Горький привкус ноября - страница 12
Мама, когда вернулась с работы, не понимала, чего я реву навзрыд и почему в квартире такой кавардак. Я рассказала ей все.
Она не кричала и не упрекала меня, просто обняла и стала успокаивать, приговаривая, что я ни в чем не виновата.
После этого я поняла, что не сумею простить отца.
Что же касалось Женьки, то он никогда к папе не тянулся и относился к нему как к чужому человеку. Оно и понятно – мальчик был очень мал, когда тот ушел и отца ему заменил дядя Миша, брат мамы.
Сама же мама, казалось бы, быстро смирилась с тем, что ее бывший муж редкостный подонок и семью ей придется тащить на своем горбу, но я частенько слышала, как она плакала по ночам в подушку, и от этого мое сердце рвалось на части.
– Что там со сковородкой? – выдернул меня из воспоминаний брат и я, вздрогнув, выронила губку. – Я картошку мельче нарезал, давай уже жарить.
Я обернулась к нему, а затем кивнула и включила воду, чтобы смыть остатки пены.
– Да, давай, я ее домыла.
Поставив на включенную плиту чистую сковороду и налив на дно немного подсолнечного масла, мы с Женей повторно ссыпали туда картошку, и та, чуть потрескивая, стала жариться. По кухне постепенно стал разлетаться приятный запах, и у меня заурчало в животе от голода, который я мечтала скорее подавить. Вот откроем еще баночку соленых огурчиков, и будет нам всем очень-очень вкусно!
Неожиданно в дверь раздался стук, и мы с братом оба повернули головы в сторону прихожей.
– Ты кого-то ждешь? – напряженно спросила брата.
– Нет, а ты?
Я отрицательно покачала головой и протянула парнишке деревянную лопатку.
– Не забывай мешать, – сказала и на цыпочках пошла в прихожую.
Вот кого там принесло в такой час? Отца или компанию Лисицына? Мама сегодня работала в ночную смену и не могла вернуться так рано, к тому же, у него был свой ключ.
Приблизившись к двери и взглянув осторожно в глазок, я почти сразу отшатнулась назад от неожиданности и прижала ладонь ко рту, потому что снаружи стоял Мирон Дорофеев.
Нервно обхватив себя руками за плечи, я стояла и смотрела на разделяющую меня с ним дверь, когда в прихожую из кухни заглянул Женька.
– Ну что там? – тихо спросил он. – Кто пришел?
– Иди, мешай картошку! – нервно махнула я на него рукой. – И не высовывайся!
– Я уже помешал, – буркнул парнишка и ушел.
Я же сделала глубокий вдох, понимая, что следовало все-таки открыть мужчине дверь. Вдруг он по какому-то важному вопросу? Что если они с теми мужчинами решили нас с Таней все же исключить, а Дорофеев пришел сказать мне об этом?.. Да ну, бред какой-то! Деканат в таком случае пристал бы письмо!
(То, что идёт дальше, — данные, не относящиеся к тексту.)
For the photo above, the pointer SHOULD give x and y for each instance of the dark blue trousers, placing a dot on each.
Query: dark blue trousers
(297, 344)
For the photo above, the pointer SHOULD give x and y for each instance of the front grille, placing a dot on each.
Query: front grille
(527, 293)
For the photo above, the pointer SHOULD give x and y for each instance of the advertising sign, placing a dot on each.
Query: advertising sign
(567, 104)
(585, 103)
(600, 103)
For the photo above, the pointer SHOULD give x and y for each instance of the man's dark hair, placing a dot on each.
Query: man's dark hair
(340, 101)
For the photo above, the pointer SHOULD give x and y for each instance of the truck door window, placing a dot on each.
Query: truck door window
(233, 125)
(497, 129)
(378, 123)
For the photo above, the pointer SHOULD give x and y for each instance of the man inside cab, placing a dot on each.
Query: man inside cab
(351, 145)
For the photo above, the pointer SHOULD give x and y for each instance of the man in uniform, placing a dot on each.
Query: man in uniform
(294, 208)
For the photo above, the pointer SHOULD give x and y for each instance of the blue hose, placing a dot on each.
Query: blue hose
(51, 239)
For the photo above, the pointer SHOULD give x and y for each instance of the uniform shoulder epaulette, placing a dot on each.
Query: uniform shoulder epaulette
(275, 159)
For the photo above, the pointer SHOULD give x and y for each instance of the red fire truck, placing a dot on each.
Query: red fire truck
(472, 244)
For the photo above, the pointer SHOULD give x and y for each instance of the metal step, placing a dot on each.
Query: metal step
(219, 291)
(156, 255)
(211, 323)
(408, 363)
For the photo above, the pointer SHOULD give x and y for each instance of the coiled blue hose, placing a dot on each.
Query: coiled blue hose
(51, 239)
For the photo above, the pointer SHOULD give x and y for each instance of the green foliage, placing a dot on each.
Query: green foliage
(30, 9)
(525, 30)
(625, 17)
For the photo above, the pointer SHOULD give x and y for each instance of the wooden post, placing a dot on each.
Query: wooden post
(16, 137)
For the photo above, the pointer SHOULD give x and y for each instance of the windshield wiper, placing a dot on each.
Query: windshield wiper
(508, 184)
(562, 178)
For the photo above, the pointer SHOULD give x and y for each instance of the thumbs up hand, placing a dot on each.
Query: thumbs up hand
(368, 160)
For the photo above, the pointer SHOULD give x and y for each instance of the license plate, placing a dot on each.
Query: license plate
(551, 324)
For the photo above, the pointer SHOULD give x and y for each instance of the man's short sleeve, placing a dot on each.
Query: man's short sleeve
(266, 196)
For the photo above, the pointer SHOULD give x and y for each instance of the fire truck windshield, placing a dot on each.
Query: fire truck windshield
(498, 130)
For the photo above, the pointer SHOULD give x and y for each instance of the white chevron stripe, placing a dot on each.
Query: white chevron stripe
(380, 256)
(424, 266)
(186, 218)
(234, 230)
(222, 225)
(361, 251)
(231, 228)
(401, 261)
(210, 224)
Решительно открыв дверь, я высунулась за порог и замерла, смотря на Мирона Борисовича.
– Добрый вечер, Маша, – он скользнул по мне быстрым взглядом. – Виктория Александровна, твоя мама, дома?
– Добрый, – промямлила, смотря на мужчину снизу вверх, прислонившись плечом к дверному проему. – Н-нет, она на работе. Вы что-то хотели?
Почему мой голос дрожит? Я же не боюсь его! Тогда в чем дело? Почему когда я вижу его, то сердце ускоряет свой бег? Что в нем было такого, от чего ноги становились ватными?
–Да, – брюнет залез во внутренний карман своего светлого пальто рукой и достал оттуда какой-то толстый бумажный пакет. – Хотел. – Дорофеев протянул его мне. – Передай это ей и скажи, что Лисицыны дико извиняются за причиненные неудобства.
Я приняла из руки мужчины пакет, чувствуя, что моя собственная предательски дрожит.